The first asteroid discovered in 2014 was first spotted early Jan. 1, roughly 21 hours before it entered the Earth's atmosphere over the mid-Atlantic Ocean.

The asteroid was first seen by the Catalina Sky Survey, operated near Tucson, Ariz. The space object was miniscule in size - just 6-9 feet big, according to the researchers.

Due to the Catalina Sky Survey's quick follow-up and precise data, a team from NASA's Near-Earth Object Program Office at the Jet Propulsion Laboratory in Pasadena, Calif. was able to determine possible impact locations. A team from the University of Western Ontario and SETI Institute discovered weak signals coming from Bolivia, Brazil and Bermuda, indicating that the probable impact site matched the researchers' set of predictions.

The location is still somewhat uncertain due to atmospheric effects on the propagation of infrared signals, which are used to help monitor where atmospheric explosions take place. As it stands now, however, the impact time is being listed as 11:02 p.m. EST, and the location 11.7 degrees north latitude, 39.7 degrees latitude.

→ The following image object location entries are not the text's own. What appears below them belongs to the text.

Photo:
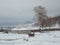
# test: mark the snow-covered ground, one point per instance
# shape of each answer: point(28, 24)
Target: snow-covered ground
point(34, 27)
point(46, 38)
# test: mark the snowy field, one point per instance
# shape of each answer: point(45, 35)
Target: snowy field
point(46, 38)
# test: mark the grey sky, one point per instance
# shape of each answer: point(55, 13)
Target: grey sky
point(20, 10)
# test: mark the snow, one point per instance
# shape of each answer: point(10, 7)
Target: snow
point(46, 38)
point(31, 27)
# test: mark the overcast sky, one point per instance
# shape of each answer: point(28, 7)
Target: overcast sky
point(22, 10)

According to a statement from NASA, "This information is preliminary and has uncertainties of perhaps a few hundred kilometers, or miles, in location, and tens of minutes in time."

Infrared stations that record ultra-low-frequency sound waves frequently identify airbursts from small asteroid impacts. In all, there are about 1 billion near-Earth objects in the size range of the recently recorded asteroid, with impacts from objects of similar size taking place several times every year.

NASA's Near Earth Object Program is responsible for managing and funding the search and study of asteroids and comets whose orbits carry them close to Earth. The Jet Propulsion Laboratory, a division of the California Institute of Technology, manages the program for NASA's Science Mission Directorate in Washington.